I next was sent to Stillwater, Minnesota with Avard B. Hall as my companion. While there, we roomed in a Catholic home and boarded at a rest home. While there, I participated in a miraculous healing. My next assignment was Crosby, Minnesota, as a Senior Elder with Javens Factor. We held home Sunday School with the Lamphier family. We traveled several miles to Aiken and held Relief Society with four sisters, and then on to Palisade for meetings with the Spencer and Meyer families. I spent most of the summer there and in the fall was called into the mission home to help rewrite the Church records of the Manitoba District. It took me sometime to teach the branch clerk the new bookkeeping method, and also to the Bergland, Ontario branch clerk. I had to travel all over the area and contact members who were not in one of those branches. I had as companions, Scott B. Smith, Harold Bushman, and Paul Lyon.
I was released in October 1939 and come home via Detroit, Michigan, where I picked up a new car my brother, Wayne, had purchased.
Gene returned home just at beet thinning time, and he soon found out that each of his brothers could out-work him, no matter how hard he tried. He was home for several weeks from his mission before gathering the courage to visit the girl he left at home. (Some difficulties had developed between them while he was on his mission.) They soon patched up their misunderstandings and started the courtship again. They were married May 29, 1940 in the Salt Lake Temple. This was the beginning of a wonderful life for two special sweethearts. The honeymoon was spent in Nephi Canyon.
They first lived on the corner of 48th South and Redwood road, where they operated a lunch stand and service station. With a group of returned missionaries they gathered each week for a study group. They would take programs around to many wards, and formed a very close friendship that lasted over the years.

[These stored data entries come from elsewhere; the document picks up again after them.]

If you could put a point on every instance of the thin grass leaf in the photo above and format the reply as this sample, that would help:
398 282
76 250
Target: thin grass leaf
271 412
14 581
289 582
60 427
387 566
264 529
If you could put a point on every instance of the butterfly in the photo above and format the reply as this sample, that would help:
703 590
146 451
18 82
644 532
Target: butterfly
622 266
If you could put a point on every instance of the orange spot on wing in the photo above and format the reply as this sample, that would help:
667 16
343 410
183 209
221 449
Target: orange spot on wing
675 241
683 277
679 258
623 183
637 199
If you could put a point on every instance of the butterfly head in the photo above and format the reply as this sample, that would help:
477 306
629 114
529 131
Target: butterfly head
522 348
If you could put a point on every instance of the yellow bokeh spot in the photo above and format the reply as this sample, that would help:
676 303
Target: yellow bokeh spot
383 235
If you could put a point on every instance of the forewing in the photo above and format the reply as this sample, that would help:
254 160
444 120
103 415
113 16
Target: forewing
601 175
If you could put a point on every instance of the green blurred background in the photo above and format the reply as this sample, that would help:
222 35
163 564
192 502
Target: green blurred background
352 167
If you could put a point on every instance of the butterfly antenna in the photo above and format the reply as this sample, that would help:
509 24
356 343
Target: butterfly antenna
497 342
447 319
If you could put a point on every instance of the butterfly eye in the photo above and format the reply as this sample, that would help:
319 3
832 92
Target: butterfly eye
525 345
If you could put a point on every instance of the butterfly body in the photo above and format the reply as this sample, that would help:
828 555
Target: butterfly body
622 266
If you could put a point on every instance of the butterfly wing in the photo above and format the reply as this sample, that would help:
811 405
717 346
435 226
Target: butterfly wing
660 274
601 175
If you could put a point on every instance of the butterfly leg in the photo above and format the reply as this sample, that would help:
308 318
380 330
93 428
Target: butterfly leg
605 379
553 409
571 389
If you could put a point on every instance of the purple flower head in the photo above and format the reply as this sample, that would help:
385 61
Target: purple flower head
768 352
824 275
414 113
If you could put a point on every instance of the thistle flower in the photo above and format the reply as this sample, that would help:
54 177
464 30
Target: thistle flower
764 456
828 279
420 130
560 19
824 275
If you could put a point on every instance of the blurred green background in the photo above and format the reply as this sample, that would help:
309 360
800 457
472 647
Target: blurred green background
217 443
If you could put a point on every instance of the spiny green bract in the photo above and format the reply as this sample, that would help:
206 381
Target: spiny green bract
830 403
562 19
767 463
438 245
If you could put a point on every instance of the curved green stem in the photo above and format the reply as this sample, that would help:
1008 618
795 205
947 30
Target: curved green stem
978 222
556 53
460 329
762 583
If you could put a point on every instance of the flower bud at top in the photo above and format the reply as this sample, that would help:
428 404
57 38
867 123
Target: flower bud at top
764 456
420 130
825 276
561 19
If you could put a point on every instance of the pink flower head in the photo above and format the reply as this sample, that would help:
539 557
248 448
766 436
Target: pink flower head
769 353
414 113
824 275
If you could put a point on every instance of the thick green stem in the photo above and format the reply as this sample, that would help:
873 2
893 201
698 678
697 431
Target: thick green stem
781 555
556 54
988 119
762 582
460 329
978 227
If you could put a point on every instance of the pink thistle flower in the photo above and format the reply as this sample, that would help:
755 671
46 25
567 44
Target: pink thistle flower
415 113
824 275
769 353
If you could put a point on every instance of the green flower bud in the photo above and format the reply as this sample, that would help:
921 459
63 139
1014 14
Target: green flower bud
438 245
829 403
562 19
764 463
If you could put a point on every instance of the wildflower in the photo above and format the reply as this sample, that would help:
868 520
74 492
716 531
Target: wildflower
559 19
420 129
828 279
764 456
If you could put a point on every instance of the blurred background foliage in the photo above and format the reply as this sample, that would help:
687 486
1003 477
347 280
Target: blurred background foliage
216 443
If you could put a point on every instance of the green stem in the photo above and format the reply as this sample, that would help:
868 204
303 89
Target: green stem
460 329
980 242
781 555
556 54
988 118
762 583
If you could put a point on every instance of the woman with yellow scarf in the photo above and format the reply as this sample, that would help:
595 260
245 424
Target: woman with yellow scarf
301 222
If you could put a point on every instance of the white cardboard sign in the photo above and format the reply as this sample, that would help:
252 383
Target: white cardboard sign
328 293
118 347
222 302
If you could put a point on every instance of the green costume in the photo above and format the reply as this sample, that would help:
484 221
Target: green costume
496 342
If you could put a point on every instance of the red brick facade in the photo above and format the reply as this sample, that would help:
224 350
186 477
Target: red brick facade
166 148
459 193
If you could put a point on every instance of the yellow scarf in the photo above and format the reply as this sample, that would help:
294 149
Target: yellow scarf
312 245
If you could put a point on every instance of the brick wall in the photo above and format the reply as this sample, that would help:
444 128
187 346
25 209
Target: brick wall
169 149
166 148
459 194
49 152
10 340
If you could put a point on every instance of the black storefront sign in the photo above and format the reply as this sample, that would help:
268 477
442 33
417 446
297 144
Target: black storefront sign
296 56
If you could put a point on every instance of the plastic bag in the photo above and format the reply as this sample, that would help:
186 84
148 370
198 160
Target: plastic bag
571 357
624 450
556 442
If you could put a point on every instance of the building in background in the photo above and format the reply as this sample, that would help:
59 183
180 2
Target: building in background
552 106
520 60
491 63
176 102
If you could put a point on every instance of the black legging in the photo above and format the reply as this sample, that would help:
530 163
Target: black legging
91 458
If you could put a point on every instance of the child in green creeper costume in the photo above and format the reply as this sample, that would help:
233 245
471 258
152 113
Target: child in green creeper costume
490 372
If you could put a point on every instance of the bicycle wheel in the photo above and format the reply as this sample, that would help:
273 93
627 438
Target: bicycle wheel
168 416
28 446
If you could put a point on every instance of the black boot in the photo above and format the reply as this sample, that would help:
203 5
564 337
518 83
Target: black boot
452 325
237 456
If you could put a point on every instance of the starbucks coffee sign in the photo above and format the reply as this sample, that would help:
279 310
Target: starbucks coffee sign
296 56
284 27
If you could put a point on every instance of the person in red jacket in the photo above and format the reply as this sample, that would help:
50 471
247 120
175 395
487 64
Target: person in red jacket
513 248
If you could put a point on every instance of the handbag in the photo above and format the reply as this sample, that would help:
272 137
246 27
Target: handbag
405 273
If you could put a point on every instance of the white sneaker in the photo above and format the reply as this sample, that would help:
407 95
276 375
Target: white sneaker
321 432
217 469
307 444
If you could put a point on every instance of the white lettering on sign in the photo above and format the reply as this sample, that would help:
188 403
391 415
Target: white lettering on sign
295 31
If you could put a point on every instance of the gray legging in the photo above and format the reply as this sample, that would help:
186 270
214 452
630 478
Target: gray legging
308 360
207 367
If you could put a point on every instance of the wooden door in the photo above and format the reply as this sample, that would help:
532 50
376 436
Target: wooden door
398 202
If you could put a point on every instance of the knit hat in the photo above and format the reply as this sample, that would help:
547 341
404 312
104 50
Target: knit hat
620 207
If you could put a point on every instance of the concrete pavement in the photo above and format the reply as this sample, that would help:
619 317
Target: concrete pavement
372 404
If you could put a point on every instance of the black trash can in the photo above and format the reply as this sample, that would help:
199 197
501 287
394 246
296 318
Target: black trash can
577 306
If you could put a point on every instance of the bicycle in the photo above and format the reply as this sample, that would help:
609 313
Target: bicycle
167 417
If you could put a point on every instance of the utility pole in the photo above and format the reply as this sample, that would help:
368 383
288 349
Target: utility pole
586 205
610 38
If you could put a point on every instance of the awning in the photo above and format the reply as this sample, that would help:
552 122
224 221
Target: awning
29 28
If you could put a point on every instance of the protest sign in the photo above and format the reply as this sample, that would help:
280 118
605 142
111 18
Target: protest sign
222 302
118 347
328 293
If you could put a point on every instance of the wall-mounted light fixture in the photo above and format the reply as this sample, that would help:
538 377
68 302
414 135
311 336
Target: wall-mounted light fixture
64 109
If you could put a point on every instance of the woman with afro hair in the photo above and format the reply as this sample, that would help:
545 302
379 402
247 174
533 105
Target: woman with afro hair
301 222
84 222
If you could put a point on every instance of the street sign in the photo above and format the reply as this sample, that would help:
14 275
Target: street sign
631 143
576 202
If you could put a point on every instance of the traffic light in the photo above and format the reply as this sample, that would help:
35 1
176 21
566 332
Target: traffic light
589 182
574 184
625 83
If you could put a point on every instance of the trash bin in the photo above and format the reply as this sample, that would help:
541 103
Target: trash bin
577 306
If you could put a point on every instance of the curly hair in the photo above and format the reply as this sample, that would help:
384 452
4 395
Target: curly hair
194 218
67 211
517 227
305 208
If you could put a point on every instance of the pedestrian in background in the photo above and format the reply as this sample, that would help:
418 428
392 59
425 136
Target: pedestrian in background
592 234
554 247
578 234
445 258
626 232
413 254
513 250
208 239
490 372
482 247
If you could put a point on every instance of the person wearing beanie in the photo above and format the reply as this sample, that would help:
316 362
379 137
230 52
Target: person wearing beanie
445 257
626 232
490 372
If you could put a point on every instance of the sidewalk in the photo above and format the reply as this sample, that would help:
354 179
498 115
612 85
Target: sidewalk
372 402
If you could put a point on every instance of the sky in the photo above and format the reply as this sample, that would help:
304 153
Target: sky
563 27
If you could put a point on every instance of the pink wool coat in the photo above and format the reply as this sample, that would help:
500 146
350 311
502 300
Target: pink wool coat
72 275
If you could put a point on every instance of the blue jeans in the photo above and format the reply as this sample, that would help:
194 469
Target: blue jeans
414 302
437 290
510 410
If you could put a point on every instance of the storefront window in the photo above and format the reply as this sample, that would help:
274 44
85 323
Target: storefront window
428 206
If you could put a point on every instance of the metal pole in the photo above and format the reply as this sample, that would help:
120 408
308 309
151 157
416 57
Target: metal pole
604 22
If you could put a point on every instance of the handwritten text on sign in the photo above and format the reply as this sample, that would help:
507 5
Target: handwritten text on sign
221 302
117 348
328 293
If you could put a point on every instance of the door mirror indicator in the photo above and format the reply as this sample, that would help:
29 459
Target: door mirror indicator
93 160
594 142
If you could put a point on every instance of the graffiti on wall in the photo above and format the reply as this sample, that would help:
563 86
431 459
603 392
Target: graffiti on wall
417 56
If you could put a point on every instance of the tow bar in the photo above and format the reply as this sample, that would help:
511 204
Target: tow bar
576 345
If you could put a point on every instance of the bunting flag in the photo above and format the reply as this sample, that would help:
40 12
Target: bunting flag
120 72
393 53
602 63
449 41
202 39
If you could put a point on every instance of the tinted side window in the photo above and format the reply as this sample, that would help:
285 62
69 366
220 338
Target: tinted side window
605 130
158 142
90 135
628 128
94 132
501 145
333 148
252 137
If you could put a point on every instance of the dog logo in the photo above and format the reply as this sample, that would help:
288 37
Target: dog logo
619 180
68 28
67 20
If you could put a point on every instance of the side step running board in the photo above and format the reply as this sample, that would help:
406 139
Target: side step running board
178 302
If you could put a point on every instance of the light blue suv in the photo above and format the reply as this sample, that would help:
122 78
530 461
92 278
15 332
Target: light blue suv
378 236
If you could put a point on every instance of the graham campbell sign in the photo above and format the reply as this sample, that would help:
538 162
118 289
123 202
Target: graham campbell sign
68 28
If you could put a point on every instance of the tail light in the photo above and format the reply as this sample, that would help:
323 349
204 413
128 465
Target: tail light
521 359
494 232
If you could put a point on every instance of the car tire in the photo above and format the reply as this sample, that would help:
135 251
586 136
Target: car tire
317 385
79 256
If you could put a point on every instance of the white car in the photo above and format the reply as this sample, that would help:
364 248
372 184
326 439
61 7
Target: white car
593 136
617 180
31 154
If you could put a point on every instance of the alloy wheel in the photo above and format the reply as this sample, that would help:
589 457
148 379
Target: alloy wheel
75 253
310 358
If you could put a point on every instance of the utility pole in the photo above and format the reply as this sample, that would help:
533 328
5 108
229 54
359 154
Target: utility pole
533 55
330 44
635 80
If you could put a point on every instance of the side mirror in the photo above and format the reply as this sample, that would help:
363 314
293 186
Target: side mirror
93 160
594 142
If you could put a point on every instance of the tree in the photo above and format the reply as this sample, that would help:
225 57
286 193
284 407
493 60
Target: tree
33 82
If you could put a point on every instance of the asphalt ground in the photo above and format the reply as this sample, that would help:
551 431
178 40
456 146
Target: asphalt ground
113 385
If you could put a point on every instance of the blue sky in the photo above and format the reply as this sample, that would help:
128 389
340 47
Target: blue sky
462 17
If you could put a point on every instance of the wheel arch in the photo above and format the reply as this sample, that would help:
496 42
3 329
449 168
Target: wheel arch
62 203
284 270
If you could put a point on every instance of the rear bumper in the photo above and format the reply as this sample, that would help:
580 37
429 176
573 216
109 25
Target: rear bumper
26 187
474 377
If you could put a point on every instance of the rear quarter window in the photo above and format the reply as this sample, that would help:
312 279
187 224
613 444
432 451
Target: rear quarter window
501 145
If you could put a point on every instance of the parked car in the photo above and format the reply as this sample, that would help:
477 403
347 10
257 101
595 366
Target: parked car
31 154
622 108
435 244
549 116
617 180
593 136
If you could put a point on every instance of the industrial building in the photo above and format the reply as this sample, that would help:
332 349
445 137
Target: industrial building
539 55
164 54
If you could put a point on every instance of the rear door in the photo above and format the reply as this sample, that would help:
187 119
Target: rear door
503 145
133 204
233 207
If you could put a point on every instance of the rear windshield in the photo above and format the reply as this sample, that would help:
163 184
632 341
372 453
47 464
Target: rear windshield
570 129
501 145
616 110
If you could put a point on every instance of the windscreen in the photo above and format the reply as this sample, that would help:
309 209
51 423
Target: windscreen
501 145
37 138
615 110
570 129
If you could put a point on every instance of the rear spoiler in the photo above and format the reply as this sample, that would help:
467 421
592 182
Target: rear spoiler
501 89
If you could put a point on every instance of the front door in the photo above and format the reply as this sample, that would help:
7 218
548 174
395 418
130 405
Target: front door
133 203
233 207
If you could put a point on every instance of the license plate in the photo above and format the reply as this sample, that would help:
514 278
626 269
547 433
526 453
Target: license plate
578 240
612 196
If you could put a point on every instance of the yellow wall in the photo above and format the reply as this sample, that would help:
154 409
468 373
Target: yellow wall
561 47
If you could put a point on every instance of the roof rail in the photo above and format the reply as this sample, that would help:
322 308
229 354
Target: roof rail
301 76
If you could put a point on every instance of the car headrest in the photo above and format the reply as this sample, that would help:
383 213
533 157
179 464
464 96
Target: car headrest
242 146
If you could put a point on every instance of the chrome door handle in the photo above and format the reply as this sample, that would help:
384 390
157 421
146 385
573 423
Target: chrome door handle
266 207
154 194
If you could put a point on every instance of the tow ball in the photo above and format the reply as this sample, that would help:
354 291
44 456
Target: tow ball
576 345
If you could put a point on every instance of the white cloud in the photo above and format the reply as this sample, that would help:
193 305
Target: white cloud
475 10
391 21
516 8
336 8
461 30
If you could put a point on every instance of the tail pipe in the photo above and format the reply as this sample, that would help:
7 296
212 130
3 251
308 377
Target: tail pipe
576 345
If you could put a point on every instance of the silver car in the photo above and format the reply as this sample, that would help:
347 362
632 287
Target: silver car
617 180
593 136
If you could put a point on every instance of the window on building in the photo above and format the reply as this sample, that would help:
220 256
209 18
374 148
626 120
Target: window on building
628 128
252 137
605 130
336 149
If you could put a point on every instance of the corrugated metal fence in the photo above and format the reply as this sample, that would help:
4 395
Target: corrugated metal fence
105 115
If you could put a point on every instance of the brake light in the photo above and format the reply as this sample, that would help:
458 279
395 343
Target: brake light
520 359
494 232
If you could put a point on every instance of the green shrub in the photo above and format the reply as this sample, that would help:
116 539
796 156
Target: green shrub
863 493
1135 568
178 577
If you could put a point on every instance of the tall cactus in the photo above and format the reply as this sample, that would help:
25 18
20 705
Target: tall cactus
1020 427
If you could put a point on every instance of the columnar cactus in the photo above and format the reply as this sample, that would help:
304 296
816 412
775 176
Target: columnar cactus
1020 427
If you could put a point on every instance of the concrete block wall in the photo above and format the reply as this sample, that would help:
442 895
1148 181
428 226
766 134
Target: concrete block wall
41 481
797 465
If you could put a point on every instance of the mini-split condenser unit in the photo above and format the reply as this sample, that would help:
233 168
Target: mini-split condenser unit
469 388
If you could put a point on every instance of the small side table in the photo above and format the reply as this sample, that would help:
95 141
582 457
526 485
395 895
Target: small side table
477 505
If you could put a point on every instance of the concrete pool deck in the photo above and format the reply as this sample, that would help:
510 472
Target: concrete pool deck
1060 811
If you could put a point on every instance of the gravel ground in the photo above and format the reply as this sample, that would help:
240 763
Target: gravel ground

While in the mission field, Gene made a real impression on the Frank Spencer family in Minnesota. He baptized two of the boys (Glen and Bob). Glen lived in Salt Lake and raised a lovely family, strong in the Church. Bob has done the same in Ogden, and three of their sisters have been strong in the Church also.
Eugene passed away June 23, 1978, and was buried June 26th in the Hurricane City Cemetery. He is dearly loved by his family and many friends, and will ever be remembered as a good, fun, life-loving friend.